“Mustafa Kemal Samsun’a çıktığı vakit durum kötüdür.

Ethem ve Demirci Efe çeteleri Batı’da daha gelecek ay harekete geçecekler.

Yunan yürüyüşünü aksatıcı bir dayatma henüz yok.

İtalyanların Konya’da, Antalya’da, Akşehir, Fethiye, Afyon, Marmaris, Bodrum, Burdur, Milas, Bucak, Kuşadası’nda askerleri var.

Sanki barış olup da nüfuz bölgelerinde iş görmeye sıra gelmiş gibi Antalya, Burdur, Bolvadin demiryolu için uzmanları ile ilgili çalışmalar başlatmışlar.
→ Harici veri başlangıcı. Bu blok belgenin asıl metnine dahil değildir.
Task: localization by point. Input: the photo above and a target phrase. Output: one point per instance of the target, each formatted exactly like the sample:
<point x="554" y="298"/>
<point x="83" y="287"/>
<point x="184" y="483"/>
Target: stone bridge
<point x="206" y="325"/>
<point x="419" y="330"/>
Fransızlar Kilikya’ya ve Güney bölgelerimize yerleşmekte.

Rumlar nispetsiz azınlıklarına rağmen Sivas vilayetlerinin Amasya ve Tokat gibi sancaklarında bile yirmi bir çete ile harekete geçmişler.

Maksat güvenlik olmadığını göstermek ve müdahale bahanesi yaratmak.

İngiliz subayları ile o kadar sıkı temasları var ki Havza’daki alay komutanı bir taburla haydutları yakalamak için bir köyü abluka edince Merzifon’dan otomobilleri ile gelen İngiliz subayları hemen müdahale etmiştir.

İstanbul hükümetinin kaymakamı da Rum Margaret Efendi.

Bağımsız Pontus hükümeti kurma kışkırtıcılığı alabildiğine.

Rusya’daki bütün Rumları getirip kıyı ve hinterlandı bölgesine yerleştirmek istediklerini gören Türk halkı da ayaklanmıştır.

Bir sürü çete de onlardan.

Doğu’da Brest Litovst antlaşması ile aldığımız üç vilayeti geri vermiştik.

Kars ve Sarıkamış’ta on bin Ermeni askeri toplandığı haberi var.

Arkalarında Batum’a giren İngilizler.

İki İngiliz subayı Ermeni kuvvetlerinin başında Nahçıvan ve çevresi Türk köylerini almıştı.

Fransız Cumhurbaşkanı, Ermeni lideri Bogos Nobas Paşa aracılığı ile Ermeni Generali Antran’ı kabul etmiştir.

Ermenistan davacılarının hayalleri geniş: Yedi ilimizi alıp Kilikya’ya kadar uzanmak.

İngilizler Van, Bitlis, Diyarbakır, Musul vilayetlerindeki Kürtleri de kışkırtmakta.

İstanbul’da bir dernekleri ve gazeteleri var.

Babanoğulları ve Abdullah Cevdet gibi Osmanlı aydınları işin içinde.

Hürriyet ve İtilaf, Kürtlere otonomi verme yolunda bir protokol imzalanmıştır.

Hiçbiri gizli de değildir.

Biz Türkler her gün gazeteleri açtığımızda vatanımızın nasıl parçalanma yolunda olduğunu okuyoruz.

Anadolu’nun ortasında belki de denize yolu bile olmayan bir beylik olarak kalacağız. (Falih Rıfkı ATAY. Çankaya. S: 179-180. 1969. İstanbul)

Bu durum yalnızca ülkenin küçük bir bölümündeki kısa bir not.

Yaklaşık 6 milyon kilometre kare büyüklüğündeki bir ülkenin, padişahın yaşadığı 200 bin kilometre kareye düşürülmüş olmasının;

1. Buna sebep olanlar ile

2. Bu hacmi 779 bin kilometre kareye yükseltenler arasında sizce hangi sorun var?